Welcome to the R package that provides support for genomic-enabled prediction and mate selection for plant and animal breeding: library(genomicMateSelectR).

The primary functions of genomicMateSelectR predict the means and variances in performance among progeny of crosses based on parent data in order to support selection of mates in a breeding program. Supports diploid organisms with phased, chromosome- or linkage-group ordered biallelic marker data, and a centimorgan-scale genetic map. Additional functions automate cross-validation estimation of prediction accuracy, and more.

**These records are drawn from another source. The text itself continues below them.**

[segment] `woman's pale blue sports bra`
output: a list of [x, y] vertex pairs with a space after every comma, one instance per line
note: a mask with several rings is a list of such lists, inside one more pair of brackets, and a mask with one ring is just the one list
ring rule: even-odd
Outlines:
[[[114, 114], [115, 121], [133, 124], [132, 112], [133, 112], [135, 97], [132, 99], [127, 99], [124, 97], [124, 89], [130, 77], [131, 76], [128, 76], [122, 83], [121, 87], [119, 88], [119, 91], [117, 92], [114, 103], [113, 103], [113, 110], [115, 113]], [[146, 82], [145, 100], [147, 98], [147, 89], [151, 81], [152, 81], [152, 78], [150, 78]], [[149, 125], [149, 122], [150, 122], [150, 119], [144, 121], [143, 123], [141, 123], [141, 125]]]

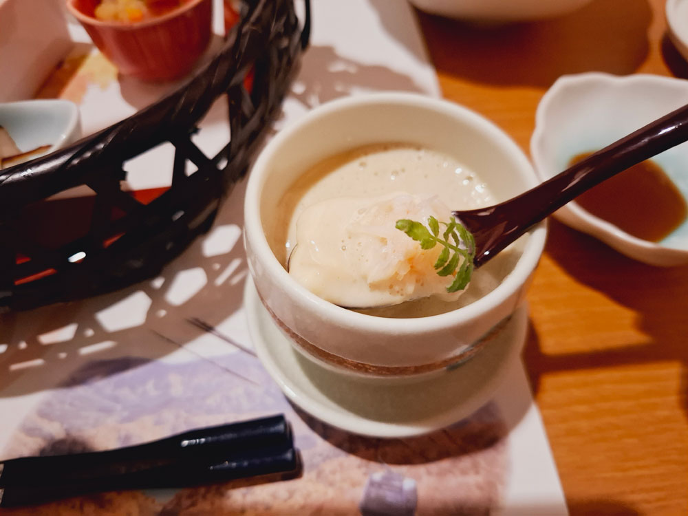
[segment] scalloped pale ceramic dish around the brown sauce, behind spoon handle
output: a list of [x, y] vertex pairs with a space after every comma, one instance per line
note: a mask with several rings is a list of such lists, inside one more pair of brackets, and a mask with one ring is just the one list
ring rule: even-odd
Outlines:
[[[574, 156], [599, 150], [687, 103], [687, 80], [645, 74], [563, 76], [537, 107], [530, 140], [535, 171], [547, 180], [566, 169]], [[688, 144], [653, 160], [688, 198]], [[688, 222], [656, 244], [625, 233], [576, 202], [560, 208], [555, 217], [646, 264], [688, 264]]]

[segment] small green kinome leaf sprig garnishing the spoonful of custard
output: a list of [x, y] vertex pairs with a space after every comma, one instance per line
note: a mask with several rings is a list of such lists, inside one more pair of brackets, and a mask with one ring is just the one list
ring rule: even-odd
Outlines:
[[[447, 226], [440, 235], [440, 224]], [[475, 258], [475, 239], [473, 235], [456, 219], [449, 222], [438, 222], [435, 217], [428, 217], [428, 225], [409, 219], [400, 219], [396, 222], [396, 228], [402, 230], [413, 240], [420, 243], [422, 249], [432, 249], [437, 244], [442, 246], [442, 251], [435, 262], [435, 269], [439, 276], [454, 275], [454, 281], [447, 292], [464, 290], [471, 281], [473, 275], [473, 258]], [[453, 243], [452, 243], [453, 240]], [[465, 248], [461, 247], [464, 246]], [[461, 260], [463, 258], [463, 260]], [[459, 267], [459, 262], [461, 266]], [[456, 270], [456, 268], [459, 270]]]

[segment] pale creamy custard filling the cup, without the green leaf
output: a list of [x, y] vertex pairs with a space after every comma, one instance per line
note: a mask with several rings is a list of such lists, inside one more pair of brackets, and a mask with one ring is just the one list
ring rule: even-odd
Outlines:
[[493, 290], [513, 268], [519, 246], [477, 270], [465, 288], [447, 292], [463, 258], [452, 275], [438, 275], [442, 246], [423, 249], [396, 223], [413, 219], [431, 227], [433, 218], [441, 237], [452, 210], [495, 202], [480, 175], [447, 153], [373, 144], [304, 171], [279, 201], [277, 213], [286, 216], [268, 224], [266, 236], [290, 275], [322, 299], [377, 316], [429, 316]]

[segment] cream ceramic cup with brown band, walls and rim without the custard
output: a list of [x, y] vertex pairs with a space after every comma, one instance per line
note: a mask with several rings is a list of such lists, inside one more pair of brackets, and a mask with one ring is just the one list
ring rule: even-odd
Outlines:
[[313, 109], [261, 152], [246, 189], [244, 244], [261, 301], [305, 356], [361, 376], [424, 376], [472, 356], [480, 347], [477, 343], [488, 341], [485, 337], [513, 314], [537, 266], [546, 226], [539, 224], [524, 235], [517, 242], [522, 255], [504, 281], [464, 308], [387, 319], [323, 301], [280, 264], [264, 222], [288, 216], [277, 213], [278, 201], [310, 166], [348, 149], [383, 142], [449, 153], [479, 173], [500, 200], [538, 182], [517, 144], [469, 109], [418, 94], [352, 96]]

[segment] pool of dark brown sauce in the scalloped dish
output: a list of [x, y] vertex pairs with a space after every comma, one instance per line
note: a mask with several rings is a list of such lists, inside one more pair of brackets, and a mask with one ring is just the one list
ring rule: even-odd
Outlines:
[[[570, 165], [592, 153], [575, 156]], [[660, 241], [688, 215], [685, 197], [652, 160], [645, 160], [576, 197], [592, 215], [611, 222], [629, 235]]]

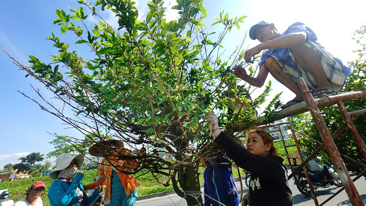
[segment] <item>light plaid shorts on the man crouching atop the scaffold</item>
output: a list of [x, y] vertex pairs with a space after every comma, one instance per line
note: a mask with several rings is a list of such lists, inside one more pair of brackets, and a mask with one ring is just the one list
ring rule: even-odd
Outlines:
[[[326, 78], [328, 79], [328, 82], [330, 82], [330, 84], [336, 91], [339, 91], [342, 88], [344, 81], [346, 79], [342, 66], [340, 64], [338, 64], [330, 56], [330, 54], [327, 51], [320, 48], [318, 45], [314, 44], [313, 42], [306, 41], [306, 42], [302, 43], [302, 45], [316, 51], [316, 53], [318, 54], [322, 69], [324, 71], [324, 74], [325, 74]], [[292, 61], [297, 63], [290, 49], [289, 49], [289, 55], [290, 55]], [[294, 82], [296, 82], [296, 84], [297, 84], [297, 79], [302, 77], [304, 79], [307, 87], [309, 88], [309, 90], [313, 90], [313, 91], [316, 90], [317, 86], [316, 86], [315, 78], [308, 71], [306, 71], [303, 67], [301, 67], [300, 64], [296, 64], [297, 65], [296, 67], [291, 67], [289, 65], [286, 65], [283, 60], [278, 59], [274, 55], [270, 55], [270, 56], [277, 60], [279, 65], [282, 67], [283, 72], [290, 75], [291, 79]]]

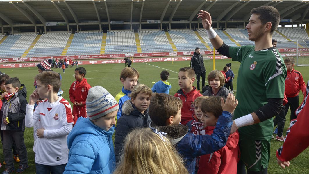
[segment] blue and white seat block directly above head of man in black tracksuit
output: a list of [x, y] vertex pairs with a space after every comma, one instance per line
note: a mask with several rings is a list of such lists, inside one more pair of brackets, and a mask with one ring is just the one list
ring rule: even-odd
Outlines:
[[192, 30], [179, 29], [171, 30], [168, 33], [178, 51], [192, 51], [196, 47], [199, 47], [201, 50], [207, 50]]

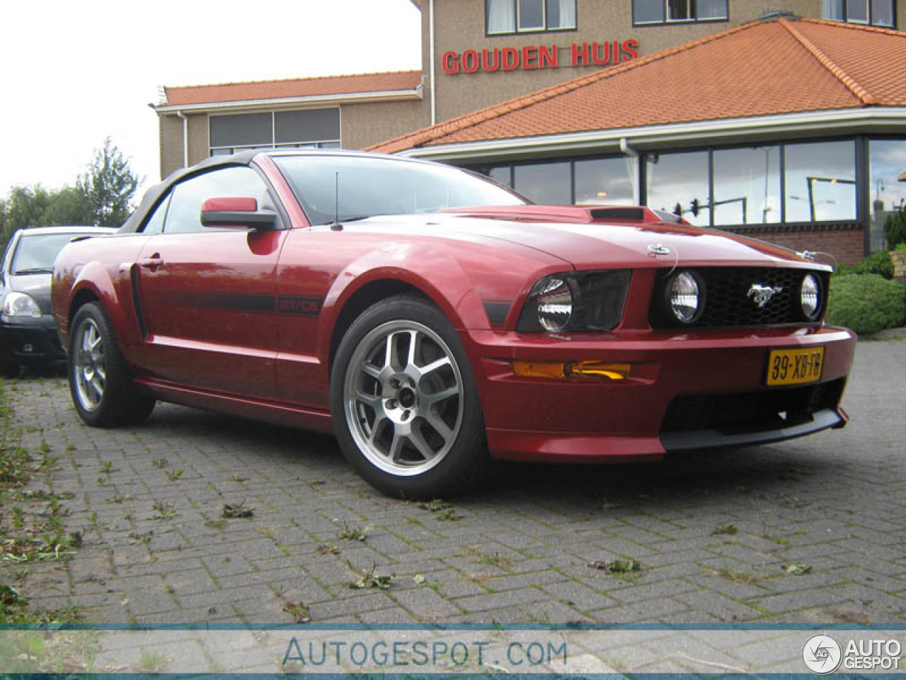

The package includes what might be too many extra functions. Indeed, it spans the entire pipeline used for genomic mate selection for the NextGen Cassava Breeding programs using data downloads from Cassavabase. Functions to: automate cross-validation procedures, compute accuracy on a selection index, make predictions of individual and cross performances on a multi-trait selection index. Prediction models including additive-effects only (“A”), additive-plus-dominance (“AD”) and a directional dominance model (“DirDom”). Functions used in cleaning and curating breeding pipeline field data plus handling and imputing genomics data are also included, but most users are not likely to find these of interest. Not everything has been equally tested or documented at this stage.

Installation

You can install genomicMateSelectR package from my GitHub with:

devtools::install_github("wolfemd/genomicMateSelectR", ref = 'master') 

Feature highlights

  • Allows for parents to be of arbitrary heterozygosity/homozygosity (outbred or inbred)
  • Predicts the additive and dominance genetic variances in the F1
  • Support for a directional dominance model (modelType="DirDom") to incorporate genome-wide homozygosity-effects (inbreeding) into predictions.
  • Predicts genetic variances and co-variances.
  • Support for multi-trait selection index via selInd=TRUE and SIwts= arguments.
  • Functions to implement parent-wise cross-validation as described in the paper, also for “standard” cross-validation
  • Handles simple (one trait, one cross) predictions, but built for complex (multi-trait, many crosses) scenarios.
  • Single estimate of marker effects from REML or MCMC (posterior mean effects –> predicts “variance of posterior means”) supported
  • Posterior Mean Variance (PMV) also supported: the estimator of Lehermeier et al. 2017b which computes the predicted variance across a sample of marker effects, e.g. the thinned MCMC samples, usually stored on disk. For the multi-trait case, a multivariate Bayesian model is required as only a marker effects for each trait must be computed on the same Gibbs chain. New version of cross variance predictions are not optimized for PMV so users wanted that are recommended to return to predCrossVar.
  • The relatively stable functions used to implement imputation and data cleaning for the NextGen Cassava Breeding GS programs.
  • Various data helper functions

Core function overview

Genomic mate selection functions Top level functions to predict the performance of individual genotypes and the usefulness of potential crosses.
runGenomicPredictions() Run GBLUP model using sommer::mmer, potentially on multiple traits. Returns genomic BLUPs (GEBV and GETGV). If requested, returns backsolved marker effects (equivalent to ridge regression / SNP-BLUP).
predictCrosses() Predict potentially for multiple traits, the means, variances and trait-trait covariances in a set of user-requested crosses-to-evaluate. Output enables easy ranking of potential crosses. Potentially computes the usefulness criteria, UC_parent and UC_variety. Provides users the option to predict cross usefulness (means and variances) on a linear multi-trait selection index, taking into account trait-trait covariances within each cross, using a set of user-supplied weights. Utilizes the functions predCrossVars() and predCrossMeans() under-the-hood. This function is designed to work with runGenomicPredictions() , taking SNP-effects matrices output from that function.
Cross-validation functions Functions to automate cross-validation
runParentWiseCrossVal() Assess the accuracy of predicted previously unobserved crosses.
runCrossVal() Run k-fold cross-validation and assess the accuracy of predicted previously unobserved genotypes (individuals) based on the available training data.
Cross-prediction functions Functions that predict cross means and variances
predCrossVars() Predict cross variances and covariances
predCrossMeans() Predict cross means

NextGen Cassava GS pipeline functions

In addition, a host of functions developed to support processing both the field trial data stored on the Cassavabase and the genotyping/genomics data (imputation, file conversions).

There are two “families” of functions distinguished in the Reference as “cassavabase_pheno_pipeline” and “imputation_functions”.

Relationship to predCrossVar

library(genomicMateSelectR) descends from and extends the predCrossVar R package. library(predCrossVar) was build alongside an an initial study, which showed promising results regarding the prediction of genetic variance in cassava crosses. Subsequent to that initial study, the code was completed and improved. The considerable subsequent analyses leading to the functions collected in library(genomicMateSelectR) are completely documented here.